I am exploring using Elixir for fast Postgres data imports of mixed types (CSV, JSON). Being new to Elixir, I am following the the example given in the youtube video "Fast Import and Export with Elixir and Postgrex - Elixir Hex package showcase" (https://www.youtube.com/watch?v=YQyKRXCtq4s). The basic mix application works until the point that Poolboy is introduced, i.e. Postgrex successfully loads records into the database using a single connection.
When I try to follow the Poolboy configuration, and test it by running
FastIoWithPostgrex.import("./data_with_ids.txt")
in iex or the command line, I get the following error, for which I can not determine the cause (username and password removed):
** (UndefinedFunctionError) function DBConnection.Poolboy.child_spec/1 is
undefined (module DBConnection.Poolboy is not available)
DBConnection.Poolboy.child_spec({Postgrex.Protocol, [types:
Postgrex.DefaultTypes, name: :pg, pool: DBConnection.Poolboy, pool_size: 4,
hostname: "localhost", port: 9000, username: "XXXX", password:
"XXXX", database: "ASDDataAnalytics-DEV"]})
(db_connection) lib/db_connection.ex:383: DBConnection.start_link/2
(fast_io_with_postgrex) lib/fast_io_with_postgrex.ex:8:
FastIoWithPostgrex.import/1
I am running this on Windows 10, connecting to a PostgreSQL 10.x Server through a local SSH tunnel.

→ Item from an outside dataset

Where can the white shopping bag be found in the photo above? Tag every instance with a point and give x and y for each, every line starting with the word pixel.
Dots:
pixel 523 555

Here is the lib/fast_io_with_postgrex.ex file:
defmodule FastIoWithPostgrex do
#moduledoc """
Documentation for FastIoWithPostgrex.
"""
def import(filepath) do
{:ok, pid} = Postgrex.start_link(name: :pg,
pool: DBConnection.Poolboy,
pool_size: 4,
hostname: "localhost",
port: 9000,
username: "XXXX", password: "XXXX", database: "ASDDataAnalytics-DEV")
File.stream!(filepath)
|> Stream.map(fn line ->
[id_str, word] = line |> String.trim |> String.split("\t", trim: true, parts: 2)
{id, ""} = Integer.parse(id_str)
[id, word]
end)
|> Stream.chunk_every(10_000, 10_000, [])
|> Task.async_stream(fn word_rows ->
Enum.each(word_rows, fn word_sql_params ->
Postgrex.transaction(:pg, fn conn ->
IO.inspect Postgrex.query!(conn, "INSERT INTO asdda_dataload.words (id, word) VALUES ($1, $2)", word_sql_params)
# IO.inspect Postgrex.query!(pid, "INSERT INTO asdda_dataload.words (id, word) VALUES ($1, $2)", word_sql_params)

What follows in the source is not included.